Small businesses struggling to make ends meet because of seasonal slumps or growing pains will often turn to a merchant cash advance, MCA, to help ease the cash flow problems and get back on track. Before you apply for such an advance, you will want to know some basics about what it is, how it works, and what possible downsides are to see if it is the best option for your company.
What Is It?
An MCA is an alternative financing option to traditional business loans. It involves borrowing a lump sum from a lender and repaying it, plus a fee, with a percentage of your credit and debit card sales. This can appeal to companies needing a relatively small amount quickly.
How Does It Work?
With a merchant cash advance, you are not borrowing money from a lender as much as the lender is buying your future sales plus a fee in exchange for quick funding deposited directly to your account.

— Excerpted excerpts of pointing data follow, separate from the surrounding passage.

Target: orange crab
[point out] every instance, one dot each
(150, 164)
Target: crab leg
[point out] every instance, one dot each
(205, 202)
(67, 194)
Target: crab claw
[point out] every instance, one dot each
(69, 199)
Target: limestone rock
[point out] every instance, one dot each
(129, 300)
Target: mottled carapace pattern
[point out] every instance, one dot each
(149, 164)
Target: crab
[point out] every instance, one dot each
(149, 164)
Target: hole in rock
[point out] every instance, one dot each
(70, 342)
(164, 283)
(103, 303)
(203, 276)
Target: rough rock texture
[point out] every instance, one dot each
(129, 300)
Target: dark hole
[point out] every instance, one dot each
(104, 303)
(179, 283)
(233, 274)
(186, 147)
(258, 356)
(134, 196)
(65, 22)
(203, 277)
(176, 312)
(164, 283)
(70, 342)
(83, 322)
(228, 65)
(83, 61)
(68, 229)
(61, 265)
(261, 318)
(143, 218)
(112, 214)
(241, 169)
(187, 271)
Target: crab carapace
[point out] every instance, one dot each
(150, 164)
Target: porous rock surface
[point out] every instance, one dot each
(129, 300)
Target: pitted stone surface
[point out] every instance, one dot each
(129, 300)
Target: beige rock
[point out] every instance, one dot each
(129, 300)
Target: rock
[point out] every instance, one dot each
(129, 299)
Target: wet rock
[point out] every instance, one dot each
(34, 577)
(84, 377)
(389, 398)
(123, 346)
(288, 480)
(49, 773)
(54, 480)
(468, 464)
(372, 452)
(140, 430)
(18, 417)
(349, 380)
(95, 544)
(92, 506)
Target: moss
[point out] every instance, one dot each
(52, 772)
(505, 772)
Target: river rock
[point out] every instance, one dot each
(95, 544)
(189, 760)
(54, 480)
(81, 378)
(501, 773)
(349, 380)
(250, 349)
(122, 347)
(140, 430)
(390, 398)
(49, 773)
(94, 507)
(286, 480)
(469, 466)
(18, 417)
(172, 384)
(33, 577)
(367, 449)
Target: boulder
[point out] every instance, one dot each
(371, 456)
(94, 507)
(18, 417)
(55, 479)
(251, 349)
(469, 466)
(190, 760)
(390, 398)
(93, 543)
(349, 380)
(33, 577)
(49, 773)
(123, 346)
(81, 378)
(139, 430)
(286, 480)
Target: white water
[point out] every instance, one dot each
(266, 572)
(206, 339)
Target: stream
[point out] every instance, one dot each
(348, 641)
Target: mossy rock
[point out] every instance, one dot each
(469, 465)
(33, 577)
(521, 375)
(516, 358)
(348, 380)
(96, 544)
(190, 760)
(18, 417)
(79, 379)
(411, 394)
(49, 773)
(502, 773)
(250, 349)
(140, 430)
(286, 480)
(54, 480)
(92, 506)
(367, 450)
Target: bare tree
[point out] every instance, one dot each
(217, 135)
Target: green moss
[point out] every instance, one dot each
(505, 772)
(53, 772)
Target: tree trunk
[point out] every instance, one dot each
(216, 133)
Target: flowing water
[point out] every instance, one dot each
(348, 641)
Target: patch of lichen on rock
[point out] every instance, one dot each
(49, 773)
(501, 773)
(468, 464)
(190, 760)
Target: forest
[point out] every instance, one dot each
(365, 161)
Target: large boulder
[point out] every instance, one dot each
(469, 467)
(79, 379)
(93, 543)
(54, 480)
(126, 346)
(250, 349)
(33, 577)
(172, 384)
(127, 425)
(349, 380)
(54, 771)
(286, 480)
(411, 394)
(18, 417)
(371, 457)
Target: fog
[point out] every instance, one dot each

The repayment for these advances is generally automatically deducted from your account based on your daily credit and debit card transactions. Because the reimbursement is a percentage and not a fixed amount, you do not have to worry about not making enough profit for a monthly payment. By comparing lenders and contracts, you can choose an advance with a fixed payment amount based on your estimated monthly revenue instead of a percentage-based amount.
What Are the Downsides?
Because these advances do not have a set timeframe for repayment and are based on your sales, you will be paying fees instead of interest on the financing. These fees are based on a factor rate of 1.1 to 1.5 percent of the advanced amount. The lender determines this rate based on their assessment of your ability to repay the advance; the lower the rate, the less risk you represent to the lender. You will also have to pay administrative, underwriting, or other fees the lender charges, which are not included in the factor rate but add to your total cost.
A merchant cash advance can be your best solution when your company needs a quick infusion of cash. These advances can be repaid through automatic deductions from your account and based on your daily or weekly credit and debit card sales. Because this is not a loan, you will not be charged interest and instead pay a fee based on your factor rate or the amount of risk the underwriters face regarding your successful repayment.